1.(1)f(x+2)=-f(x+1)=f(x) Of course, 2 is the cycle.

2) 2 is the period, then 2k is also the period. When x [-1,1], f(x) = x 2, so f(x) = f(x-2k) = (x-2k) 2 (x [2k-1,2k+1],k z).

2.(1) The definition field x+2 is not equal to 0, and (x+7) (x+2) is less than or equal to 2, then x is less than -2, or, x is larger.

is equal to 32) g(x) defines the domain b uncertain, and when a is 0 and does not hold, then a is not 0.

From (2x-b)(ax+1)>0 and b>0, the solution of the inequality is x>b 2 or x<-1 a, and b 2>-1

A is constant, then a is greater than 0

A belongs to b, then 2/2 b is less than or equal to 3, and 1/1 of -a is greater than or equal to -2

i.e. b<=6, a>=1 2 or a<0

a<0 is not valid.

a>=1/2,0

Question 1 For any x, y r has f(x+y)+f(x-y)=2f(x)f(y), and f(0)≠0

Let x=y=0 give f(0)=1

f(x+y)+f(x-y)=2f(x)f(y), so that x=0 has f(y)+f(-y)=2f(0)f(y), f(y)=f(-y).

f(x) is an even function.

The second question is a=b f(a b)=f(a)-f(b)∴f(1)=0∵f(4)=1 ∴f（16／4)=f(16)-f(4).

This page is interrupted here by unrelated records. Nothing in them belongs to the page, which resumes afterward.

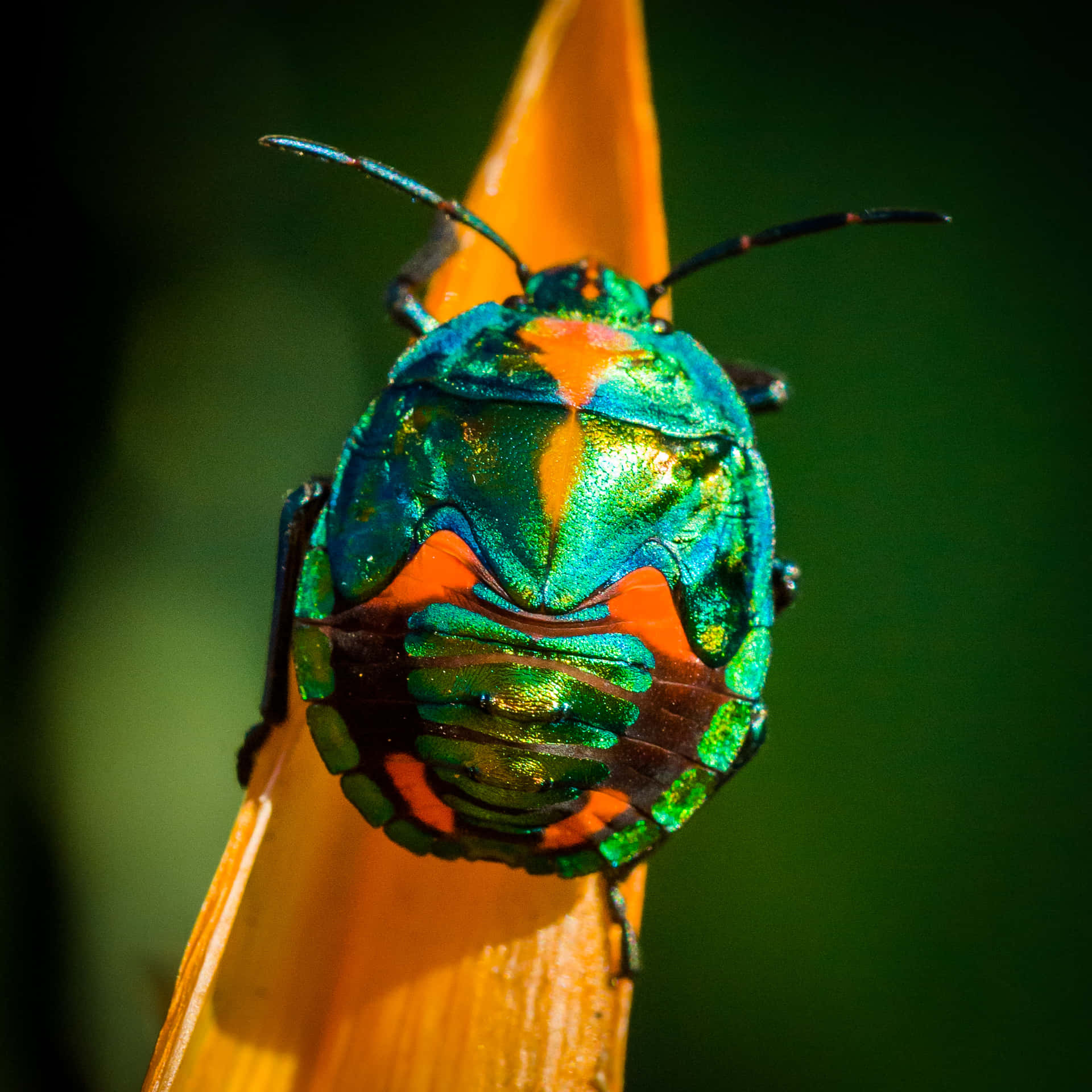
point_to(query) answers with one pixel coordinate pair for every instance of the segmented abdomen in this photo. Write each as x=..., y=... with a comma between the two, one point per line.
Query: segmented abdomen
x=468, y=727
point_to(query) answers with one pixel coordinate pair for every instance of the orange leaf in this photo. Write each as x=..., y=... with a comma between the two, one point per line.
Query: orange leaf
x=326, y=957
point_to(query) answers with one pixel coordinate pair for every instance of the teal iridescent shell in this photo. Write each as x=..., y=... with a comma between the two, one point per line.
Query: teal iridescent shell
x=533, y=618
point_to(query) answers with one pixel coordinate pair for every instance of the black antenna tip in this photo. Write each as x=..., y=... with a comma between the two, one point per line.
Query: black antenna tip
x=308, y=148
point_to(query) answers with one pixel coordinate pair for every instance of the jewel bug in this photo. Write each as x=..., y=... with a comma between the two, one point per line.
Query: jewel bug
x=530, y=612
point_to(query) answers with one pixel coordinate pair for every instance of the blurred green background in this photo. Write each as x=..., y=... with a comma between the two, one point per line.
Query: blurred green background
x=892, y=896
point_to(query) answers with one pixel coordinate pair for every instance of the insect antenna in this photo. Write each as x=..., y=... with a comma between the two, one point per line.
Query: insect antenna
x=454, y=210
x=741, y=244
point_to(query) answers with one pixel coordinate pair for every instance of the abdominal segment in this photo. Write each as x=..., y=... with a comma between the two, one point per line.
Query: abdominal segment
x=466, y=727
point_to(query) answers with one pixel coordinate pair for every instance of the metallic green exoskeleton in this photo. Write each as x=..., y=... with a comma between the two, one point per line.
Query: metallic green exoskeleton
x=531, y=612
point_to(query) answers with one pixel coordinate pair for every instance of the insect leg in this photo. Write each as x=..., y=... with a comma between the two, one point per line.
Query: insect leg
x=762, y=390
x=630, y=946
x=785, y=578
x=402, y=305
x=297, y=518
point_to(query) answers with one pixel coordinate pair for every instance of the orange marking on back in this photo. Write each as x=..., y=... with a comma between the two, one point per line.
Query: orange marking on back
x=642, y=602
x=444, y=564
x=577, y=829
x=559, y=465
x=409, y=777
x=578, y=354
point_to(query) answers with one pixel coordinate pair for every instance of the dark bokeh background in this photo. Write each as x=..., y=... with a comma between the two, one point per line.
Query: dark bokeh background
x=892, y=896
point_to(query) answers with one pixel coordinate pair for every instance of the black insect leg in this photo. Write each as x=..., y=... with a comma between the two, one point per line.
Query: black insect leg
x=785, y=578
x=762, y=390
x=630, y=946
x=297, y=519
x=402, y=305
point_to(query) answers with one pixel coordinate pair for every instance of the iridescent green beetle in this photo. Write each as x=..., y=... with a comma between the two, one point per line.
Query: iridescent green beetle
x=531, y=613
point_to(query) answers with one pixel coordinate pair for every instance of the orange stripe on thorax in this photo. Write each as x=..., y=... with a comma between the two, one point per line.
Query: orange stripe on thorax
x=578, y=354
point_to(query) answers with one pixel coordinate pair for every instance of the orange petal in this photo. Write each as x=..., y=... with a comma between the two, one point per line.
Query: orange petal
x=573, y=168
x=325, y=957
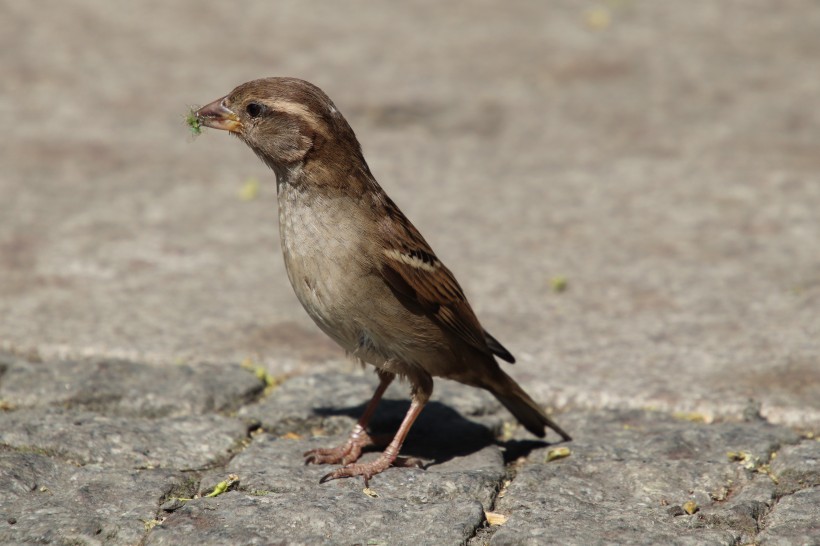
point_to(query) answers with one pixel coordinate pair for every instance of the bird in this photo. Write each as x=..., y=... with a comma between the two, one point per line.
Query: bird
x=360, y=268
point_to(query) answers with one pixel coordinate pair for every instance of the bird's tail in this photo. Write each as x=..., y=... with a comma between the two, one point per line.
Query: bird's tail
x=524, y=408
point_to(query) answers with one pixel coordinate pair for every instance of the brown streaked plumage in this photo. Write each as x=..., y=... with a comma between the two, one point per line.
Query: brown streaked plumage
x=361, y=270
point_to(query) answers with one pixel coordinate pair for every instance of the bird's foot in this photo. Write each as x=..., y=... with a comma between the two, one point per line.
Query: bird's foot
x=344, y=454
x=370, y=469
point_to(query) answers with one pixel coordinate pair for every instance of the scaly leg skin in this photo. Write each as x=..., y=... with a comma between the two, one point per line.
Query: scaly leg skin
x=359, y=438
x=390, y=456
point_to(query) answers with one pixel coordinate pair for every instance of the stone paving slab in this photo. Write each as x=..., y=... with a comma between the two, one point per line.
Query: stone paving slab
x=93, y=476
x=660, y=157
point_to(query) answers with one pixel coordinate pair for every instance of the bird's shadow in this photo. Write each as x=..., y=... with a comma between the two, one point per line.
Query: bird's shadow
x=439, y=434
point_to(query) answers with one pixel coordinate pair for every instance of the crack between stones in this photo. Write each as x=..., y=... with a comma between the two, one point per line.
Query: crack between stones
x=777, y=497
x=483, y=533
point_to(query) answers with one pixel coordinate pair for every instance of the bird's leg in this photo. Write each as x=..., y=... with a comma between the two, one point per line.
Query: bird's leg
x=359, y=438
x=421, y=394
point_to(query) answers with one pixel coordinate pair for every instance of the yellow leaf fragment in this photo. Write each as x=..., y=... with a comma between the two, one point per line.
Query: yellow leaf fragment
x=557, y=453
x=598, y=18
x=192, y=121
x=249, y=189
x=494, y=518
x=224, y=486
x=559, y=284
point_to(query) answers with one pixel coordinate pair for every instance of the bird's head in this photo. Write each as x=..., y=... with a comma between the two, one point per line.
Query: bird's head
x=283, y=120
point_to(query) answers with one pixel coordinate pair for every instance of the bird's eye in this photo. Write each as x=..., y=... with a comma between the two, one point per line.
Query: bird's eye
x=254, y=109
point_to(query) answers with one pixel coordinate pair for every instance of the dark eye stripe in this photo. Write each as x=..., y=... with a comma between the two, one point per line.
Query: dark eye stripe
x=254, y=109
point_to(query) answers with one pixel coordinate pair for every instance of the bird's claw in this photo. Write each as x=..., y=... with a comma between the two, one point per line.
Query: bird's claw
x=370, y=469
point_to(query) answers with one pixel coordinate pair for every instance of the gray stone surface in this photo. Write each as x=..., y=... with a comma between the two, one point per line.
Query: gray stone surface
x=46, y=501
x=630, y=476
x=661, y=157
x=80, y=474
x=126, y=389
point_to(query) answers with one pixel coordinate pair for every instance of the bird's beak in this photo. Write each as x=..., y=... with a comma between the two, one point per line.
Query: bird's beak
x=218, y=116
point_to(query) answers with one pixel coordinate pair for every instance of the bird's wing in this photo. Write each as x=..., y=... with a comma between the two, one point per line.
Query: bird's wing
x=419, y=278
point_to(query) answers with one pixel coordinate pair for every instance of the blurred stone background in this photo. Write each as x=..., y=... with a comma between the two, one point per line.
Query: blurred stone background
x=663, y=159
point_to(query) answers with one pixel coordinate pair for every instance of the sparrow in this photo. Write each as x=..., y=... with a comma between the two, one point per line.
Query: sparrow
x=360, y=268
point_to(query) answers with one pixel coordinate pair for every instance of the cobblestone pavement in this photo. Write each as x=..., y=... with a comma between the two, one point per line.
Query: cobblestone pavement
x=628, y=191
x=114, y=452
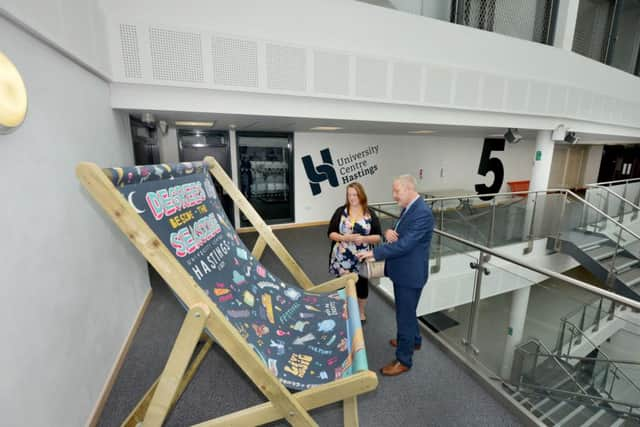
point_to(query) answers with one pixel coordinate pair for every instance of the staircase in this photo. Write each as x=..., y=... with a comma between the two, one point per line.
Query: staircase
x=558, y=393
x=597, y=253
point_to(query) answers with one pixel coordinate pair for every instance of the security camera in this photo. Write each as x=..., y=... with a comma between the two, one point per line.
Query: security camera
x=559, y=133
x=512, y=136
x=147, y=118
x=571, y=138
x=162, y=125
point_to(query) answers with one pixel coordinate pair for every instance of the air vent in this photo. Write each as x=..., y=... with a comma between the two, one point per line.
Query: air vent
x=130, y=53
x=286, y=68
x=516, y=95
x=371, y=78
x=235, y=62
x=438, y=86
x=176, y=56
x=406, y=82
x=538, y=98
x=586, y=105
x=331, y=73
x=557, y=100
x=493, y=92
x=573, y=101
x=467, y=89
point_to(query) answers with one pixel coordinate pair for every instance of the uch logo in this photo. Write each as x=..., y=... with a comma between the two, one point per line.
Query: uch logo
x=322, y=172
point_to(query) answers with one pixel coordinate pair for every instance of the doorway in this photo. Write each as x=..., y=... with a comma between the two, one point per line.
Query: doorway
x=619, y=162
x=146, y=150
x=195, y=145
x=265, y=171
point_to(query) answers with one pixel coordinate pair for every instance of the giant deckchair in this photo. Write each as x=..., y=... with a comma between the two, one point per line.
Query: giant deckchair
x=284, y=337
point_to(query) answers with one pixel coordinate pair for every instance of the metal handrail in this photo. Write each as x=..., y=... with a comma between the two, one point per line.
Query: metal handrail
x=589, y=359
x=620, y=181
x=591, y=397
x=551, y=190
x=541, y=344
x=541, y=270
x=610, y=191
x=604, y=354
x=546, y=272
x=573, y=379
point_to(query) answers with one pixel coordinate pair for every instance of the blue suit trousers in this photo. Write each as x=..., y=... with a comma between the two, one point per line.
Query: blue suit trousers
x=408, y=331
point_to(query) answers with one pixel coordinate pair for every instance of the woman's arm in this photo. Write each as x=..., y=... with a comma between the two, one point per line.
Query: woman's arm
x=334, y=227
x=376, y=230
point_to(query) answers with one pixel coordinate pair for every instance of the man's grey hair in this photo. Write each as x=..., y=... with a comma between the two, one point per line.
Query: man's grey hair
x=407, y=180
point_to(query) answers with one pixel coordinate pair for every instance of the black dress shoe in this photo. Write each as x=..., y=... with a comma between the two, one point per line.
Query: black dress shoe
x=394, y=368
x=394, y=343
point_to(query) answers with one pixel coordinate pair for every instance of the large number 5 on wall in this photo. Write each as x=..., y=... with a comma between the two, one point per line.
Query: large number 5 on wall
x=491, y=164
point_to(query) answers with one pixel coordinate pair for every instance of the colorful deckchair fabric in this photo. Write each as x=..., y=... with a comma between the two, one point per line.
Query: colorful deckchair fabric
x=304, y=338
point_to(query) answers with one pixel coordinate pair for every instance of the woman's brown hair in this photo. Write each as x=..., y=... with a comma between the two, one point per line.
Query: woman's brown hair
x=362, y=197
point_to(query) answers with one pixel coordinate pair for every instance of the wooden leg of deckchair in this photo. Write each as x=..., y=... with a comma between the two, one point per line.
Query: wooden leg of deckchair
x=343, y=389
x=174, y=371
x=137, y=414
x=350, y=408
x=259, y=247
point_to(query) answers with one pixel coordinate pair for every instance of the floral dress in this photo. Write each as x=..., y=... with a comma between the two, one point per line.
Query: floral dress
x=343, y=255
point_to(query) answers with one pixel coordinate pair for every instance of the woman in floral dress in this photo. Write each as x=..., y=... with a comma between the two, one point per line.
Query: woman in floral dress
x=353, y=228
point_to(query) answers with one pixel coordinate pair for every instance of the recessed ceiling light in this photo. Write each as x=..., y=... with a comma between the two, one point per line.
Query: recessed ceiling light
x=326, y=128
x=189, y=123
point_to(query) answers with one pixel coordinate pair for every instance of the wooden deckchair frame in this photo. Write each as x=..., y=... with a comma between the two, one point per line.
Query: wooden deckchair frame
x=204, y=314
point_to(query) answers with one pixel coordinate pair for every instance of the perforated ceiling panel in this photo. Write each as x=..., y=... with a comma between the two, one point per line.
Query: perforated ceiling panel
x=406, y=82
x=176, y=55
x=371, y=78
x=330, y=73
x=235, y=62
x=286, y=68
x=129, y=50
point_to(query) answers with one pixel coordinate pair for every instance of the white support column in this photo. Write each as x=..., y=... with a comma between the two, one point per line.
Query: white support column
x=233, y=147
x=520, y=298
x=539, y=178
x=566, y=24
x=517, y=317
x=542, y=163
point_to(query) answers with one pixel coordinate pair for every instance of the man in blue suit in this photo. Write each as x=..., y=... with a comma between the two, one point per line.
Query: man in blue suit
x=406, y=251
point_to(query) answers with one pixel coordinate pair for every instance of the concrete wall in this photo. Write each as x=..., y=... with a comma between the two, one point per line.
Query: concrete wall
x=71, y=283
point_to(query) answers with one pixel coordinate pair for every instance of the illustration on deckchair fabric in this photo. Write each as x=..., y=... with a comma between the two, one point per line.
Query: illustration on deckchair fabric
x=305, y=339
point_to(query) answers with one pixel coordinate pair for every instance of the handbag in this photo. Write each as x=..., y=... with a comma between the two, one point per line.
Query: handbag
x=371, y=269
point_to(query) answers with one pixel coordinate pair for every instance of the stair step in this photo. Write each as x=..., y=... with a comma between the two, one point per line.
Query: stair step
x=584, y=240
x=570, y=416
x=623, y=262
x=630, y=277
x=602, y=252
x=618, y=422
x=594, y=418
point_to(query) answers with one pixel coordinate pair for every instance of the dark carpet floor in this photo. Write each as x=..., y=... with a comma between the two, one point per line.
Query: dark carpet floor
x=436, y=392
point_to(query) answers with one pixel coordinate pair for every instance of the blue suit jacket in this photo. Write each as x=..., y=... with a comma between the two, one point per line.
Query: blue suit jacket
x=407, y=259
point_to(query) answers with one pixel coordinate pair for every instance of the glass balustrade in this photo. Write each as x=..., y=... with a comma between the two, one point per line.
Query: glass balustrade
x=542, y=338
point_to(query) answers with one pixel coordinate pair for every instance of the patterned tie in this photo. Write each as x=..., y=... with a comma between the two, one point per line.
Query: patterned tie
x=399, y=218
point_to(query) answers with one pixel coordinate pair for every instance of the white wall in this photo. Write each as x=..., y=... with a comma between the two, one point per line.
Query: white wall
x=71, y=284
x=76, y=27
x=457, y=157
x=347, y=50
x=592, y=166
x=169, y=152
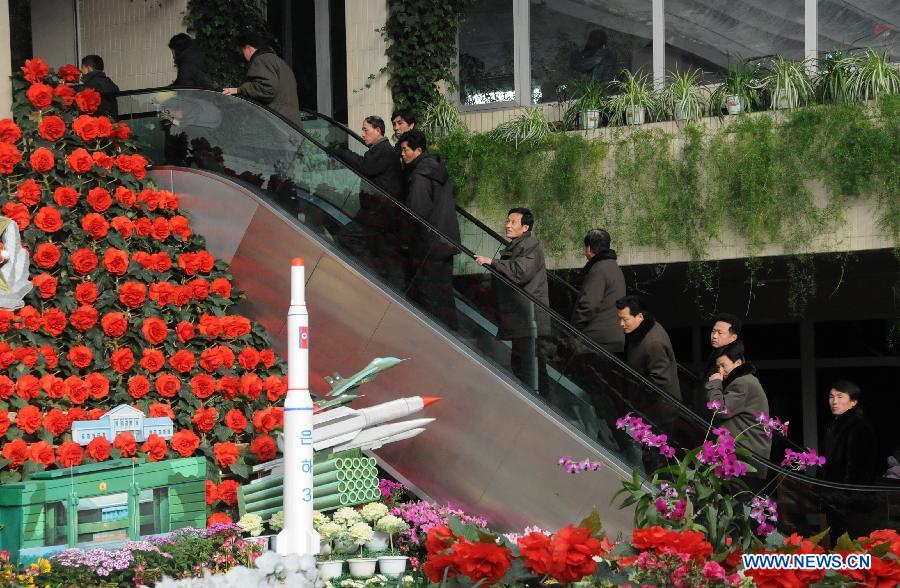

f(16)=2 f(x+6)-f(1 x) 2 =f(16)x+6>0,1 x>0 x(x+6)>16 gives x>2

Let 4-x=0, x=4, then f(4-x) over (4,1) and the inverse function image over (1,4).

The power of 3 5 power, first cubic and then 5 power, ordinary calculators can't calculate, computer calculators calculate yes.